Muir edited volumes 19 through 33 of the Shakespeare Survey, and served as chairman of the International Shakespeare Association. He authored and edited a wide range of scholarly articles and books — primarily on Shakespeare and other Elizabethans, but also on various other subjects, including John Keats, Jean Racine, and Pedro Calderon de la Barca. He edited modern texts of many classic plays of the English Renaissance, including Othello, King Lear, Macbeth, Troilus and Cressida, and Richard II. He also edited the collected poems of Sir Thomas Wyatt.

Muir is vulnerable to confusion with other authors with very similar names: John Kenneth Muir, Kenneth B. Muir, Kenneth R. Muir, and Kenneth W. Muir.

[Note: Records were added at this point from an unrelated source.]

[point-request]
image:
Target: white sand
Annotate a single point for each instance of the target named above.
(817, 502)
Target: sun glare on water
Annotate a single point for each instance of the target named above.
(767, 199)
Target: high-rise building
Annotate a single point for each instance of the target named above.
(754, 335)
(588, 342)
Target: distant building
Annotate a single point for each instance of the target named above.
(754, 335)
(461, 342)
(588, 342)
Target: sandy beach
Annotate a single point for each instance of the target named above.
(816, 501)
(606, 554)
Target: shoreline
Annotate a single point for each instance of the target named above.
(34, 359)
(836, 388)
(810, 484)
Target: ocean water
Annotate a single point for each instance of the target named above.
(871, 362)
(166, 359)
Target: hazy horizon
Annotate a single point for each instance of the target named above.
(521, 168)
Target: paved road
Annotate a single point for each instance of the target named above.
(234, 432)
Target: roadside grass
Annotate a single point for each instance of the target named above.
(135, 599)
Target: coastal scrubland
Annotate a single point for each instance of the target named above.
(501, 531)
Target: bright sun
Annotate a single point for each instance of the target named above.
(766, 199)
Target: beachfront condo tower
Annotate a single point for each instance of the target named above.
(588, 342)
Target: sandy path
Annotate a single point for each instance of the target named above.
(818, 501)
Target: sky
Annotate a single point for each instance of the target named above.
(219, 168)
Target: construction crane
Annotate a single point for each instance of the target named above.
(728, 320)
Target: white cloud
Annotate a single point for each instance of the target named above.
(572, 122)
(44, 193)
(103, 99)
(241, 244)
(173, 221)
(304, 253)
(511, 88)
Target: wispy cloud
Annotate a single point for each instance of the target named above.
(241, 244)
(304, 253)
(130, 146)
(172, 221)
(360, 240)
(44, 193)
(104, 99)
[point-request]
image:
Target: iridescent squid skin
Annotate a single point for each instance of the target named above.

Selected works of Kenneth Muir

  • Elizabethan Lyrics: A Critical Anthology (1952).
  • John Milton (1955).
  • Jean Racine (1960).
  • Shakespeare as Collaborator (1960).
  • Last Periods of Shakespeare, Racine, Ibsen (1961).
  • The Voyage to Illyria (1970) with Sean O'Loughlin.
  • A New Companion to Shakespeare Studies (1971) with Samuel Schoenbaum.
  • The Sources of Shakespeare's Plays (1977).
  • Shakespeare's Sonnets (1979).
  • Shakespeare's Tragic Sequence (1979).
  • Shakespeare's Plays in Quarto (1981) with Michael J. B. Allen.
  • Macbeth (1951, 1984) Arden Second Series.
  • Aspects of Macbeth (1977) edited with Philip Edwards.